Hilda Edwards avatar

Hilda Edwards

Thank you for those very interesting articles on ‘thymectomy’. It is good to know about this surgery. I’ve had my exray and having not heard any more, presume that everything is okay. Although it is interesting to see how many people change their neurologist and their different opinions.

Thomas L Clark avatar

Thomas L Clark

Retha, I hope your thymo was as successful as was mine. The word refractory used in your bio is manifold in use and definition. One of the definitions was stubborn and mule-headed. That is me. The surgeon that did mine was old school and the only one my little, gutsy, lady Syrian Neuro doctor approved to perform the operation. She was pilot in command! He cracked my sternum, dug out the gland, (she specified every speck of the gland removed ) wired me together and sewed me up. Then went for a smoke, hardly broke his chain smoking routine. This was about 15 years back. My wife has had both knees replaced robotically, very successful. Her scars are remarkable, mine is a thin white line but I can feel the wire under the scar area. And I do not need to hold my head up thumb under chin. I am so blessed. Loved you story.

Ari Maayan avatar

Ari Maayan

I am delighted to read stories from people who got positive results from their thymectomy. It gives me hope for my friends on this discussion.

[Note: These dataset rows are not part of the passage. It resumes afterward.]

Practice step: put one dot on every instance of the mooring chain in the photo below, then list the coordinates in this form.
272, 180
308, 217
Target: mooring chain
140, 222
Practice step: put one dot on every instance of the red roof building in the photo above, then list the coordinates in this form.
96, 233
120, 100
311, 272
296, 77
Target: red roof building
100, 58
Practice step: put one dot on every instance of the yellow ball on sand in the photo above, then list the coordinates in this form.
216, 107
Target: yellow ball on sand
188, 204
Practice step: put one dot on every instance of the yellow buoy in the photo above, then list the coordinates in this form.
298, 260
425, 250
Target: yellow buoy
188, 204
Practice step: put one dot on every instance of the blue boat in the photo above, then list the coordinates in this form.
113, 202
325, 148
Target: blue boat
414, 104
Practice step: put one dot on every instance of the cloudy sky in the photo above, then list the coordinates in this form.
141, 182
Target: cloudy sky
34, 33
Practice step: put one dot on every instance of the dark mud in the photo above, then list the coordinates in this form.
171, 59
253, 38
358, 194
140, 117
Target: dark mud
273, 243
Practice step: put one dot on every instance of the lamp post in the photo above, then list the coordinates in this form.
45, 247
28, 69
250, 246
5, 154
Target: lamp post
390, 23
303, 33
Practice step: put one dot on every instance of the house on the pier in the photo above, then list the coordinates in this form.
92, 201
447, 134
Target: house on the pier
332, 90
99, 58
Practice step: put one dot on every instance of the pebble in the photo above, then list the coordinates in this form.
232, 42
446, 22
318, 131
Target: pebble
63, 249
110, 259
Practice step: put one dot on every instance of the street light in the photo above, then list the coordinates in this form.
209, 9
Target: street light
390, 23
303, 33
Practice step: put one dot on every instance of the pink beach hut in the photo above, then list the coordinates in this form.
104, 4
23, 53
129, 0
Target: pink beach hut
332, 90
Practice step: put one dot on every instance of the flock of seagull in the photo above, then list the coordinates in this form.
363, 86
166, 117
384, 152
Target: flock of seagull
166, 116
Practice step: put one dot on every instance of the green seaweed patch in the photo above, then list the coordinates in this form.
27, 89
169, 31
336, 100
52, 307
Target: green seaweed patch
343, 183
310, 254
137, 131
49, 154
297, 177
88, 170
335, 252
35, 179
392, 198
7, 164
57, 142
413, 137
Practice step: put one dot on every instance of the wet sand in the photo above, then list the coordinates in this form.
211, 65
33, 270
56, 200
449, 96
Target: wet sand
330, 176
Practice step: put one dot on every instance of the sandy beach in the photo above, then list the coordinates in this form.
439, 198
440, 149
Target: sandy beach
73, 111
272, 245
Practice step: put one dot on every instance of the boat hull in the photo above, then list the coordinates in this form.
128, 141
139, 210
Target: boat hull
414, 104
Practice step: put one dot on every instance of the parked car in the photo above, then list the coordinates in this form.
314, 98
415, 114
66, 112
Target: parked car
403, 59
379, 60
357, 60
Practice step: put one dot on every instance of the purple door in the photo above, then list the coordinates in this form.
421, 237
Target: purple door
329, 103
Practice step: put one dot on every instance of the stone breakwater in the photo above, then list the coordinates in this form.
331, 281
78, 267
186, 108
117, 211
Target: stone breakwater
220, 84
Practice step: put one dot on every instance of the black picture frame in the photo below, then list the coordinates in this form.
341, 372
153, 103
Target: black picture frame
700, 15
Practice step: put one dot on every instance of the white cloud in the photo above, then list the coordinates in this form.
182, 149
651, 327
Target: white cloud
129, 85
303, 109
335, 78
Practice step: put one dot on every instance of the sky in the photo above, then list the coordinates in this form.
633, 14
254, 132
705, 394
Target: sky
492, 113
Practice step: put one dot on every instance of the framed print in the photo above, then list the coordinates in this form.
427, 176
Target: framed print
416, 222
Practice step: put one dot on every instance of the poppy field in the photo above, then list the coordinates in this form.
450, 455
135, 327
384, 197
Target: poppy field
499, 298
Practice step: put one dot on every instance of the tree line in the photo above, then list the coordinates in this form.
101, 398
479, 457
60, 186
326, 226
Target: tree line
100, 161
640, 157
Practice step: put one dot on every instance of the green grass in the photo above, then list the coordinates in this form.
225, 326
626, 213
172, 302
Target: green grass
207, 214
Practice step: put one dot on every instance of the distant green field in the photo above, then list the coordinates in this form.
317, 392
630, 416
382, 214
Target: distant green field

I wish that everyone who could be helped by a thymectomy could get one. My thymectomy unfortunately didn’t produce any positive changes in my MG symptoms. It was transdermal but, hey I can’t complain because I got a 3-fer. I had a heart valve replacement (which was badly needed) and a MAZE procedure done on my cardiac atrium, which turned out to be curative for my atrial fibrillation. So who am I too complain about not getting the benefits from a thymectomy. And my transdermal incision scar joins it cousins from 5 bullet wounds and surgery for stage 3 esophageal adenocarcinoma. All in all about 6 feet of scars. I never take my shirt off at the beach or pool because I don’t want to frighten the children. But hey, I just celebrated my 78th birthday. Blessings to you all my MG community.

Amanda Manemann avatar

Amanda Manemann

I have generalized mg and ocular mg.. I had the ct with contrast done and I have a thyamoma 8cm. I've seen the surgeon 3 times now and says I need to get my mg under control. I've just cried because it seems impossible with severe fibromyalgia and myofascial pain syndrome. He said he's afraid im not going to make it as I lost 19% muscle function. I've been getting ivigs every month besides the last 2 months and im in severe pain and can barely feel my arms. I feel like im stuck in a rock and a hard place. Im 28 years old diagnosed at 26 years old. I lost my vision completely while driving and happened to be 2 blocks from my eye doctor... he said my nerves detached from my eyes an sent me to the ER! It has been quite the last few years struggling as im 90 years old!